Here she references “Integrated Stress Response” as a theory of the aging metabolism. She also refers to Mikhail Blagosklonny’s idea that developmental programs have a momentum that spills over into aging phenotypes.

Morgan Levine is a brilliant scientist, facing the harshest possible self-criticism of her work. Her conclusions are tentative and open-ended.

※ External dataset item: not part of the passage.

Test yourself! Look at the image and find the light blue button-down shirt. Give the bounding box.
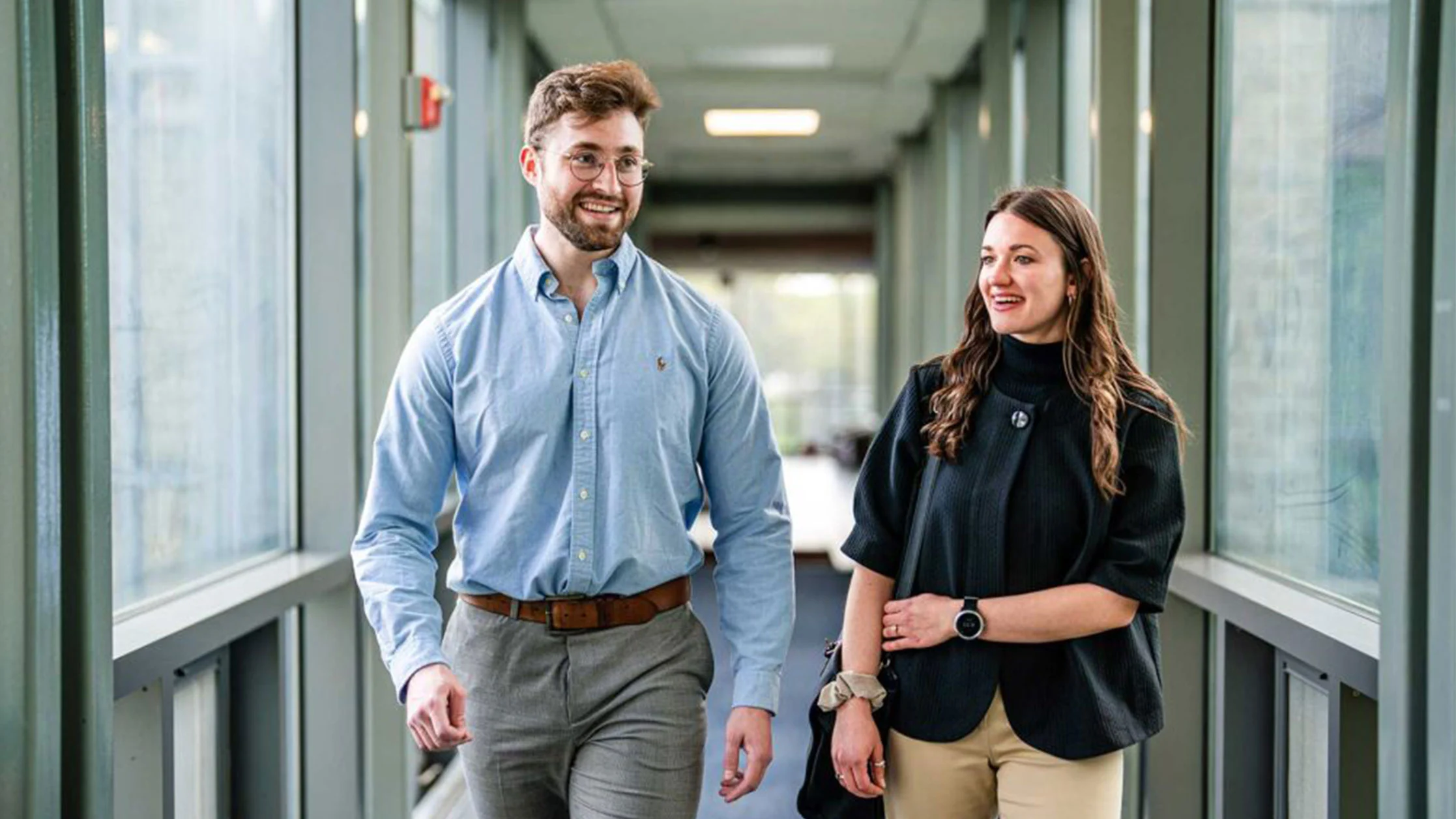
[354,228,794,711]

A more definitive, empirical approach

The big, interesting question may not require theoretical analysis. What we want to know is whether we have been justified in using methylation clocks to indicate whether aging has been slowed or reversed. The most direct answer to that question comes from Harold Katcher’s rats, — the most successful example of setting back methylation age in a whole animal. Currently, Katcher has two sets of 8 rats that are the same chronological age; one group has been treated with E5 and has a much lower methylation age. He is waiting to see how long each group lives. So far, 3 of the untreated rats have died, and 1 of the 8 treated rats. Of course, the treated rats look and act much younger, and have physiological characteristics of younger rats. Over the coming months, the survival test will produce an answer to the important question whether a younger methylation age implies a younger biological age, in a form that is independent of theory.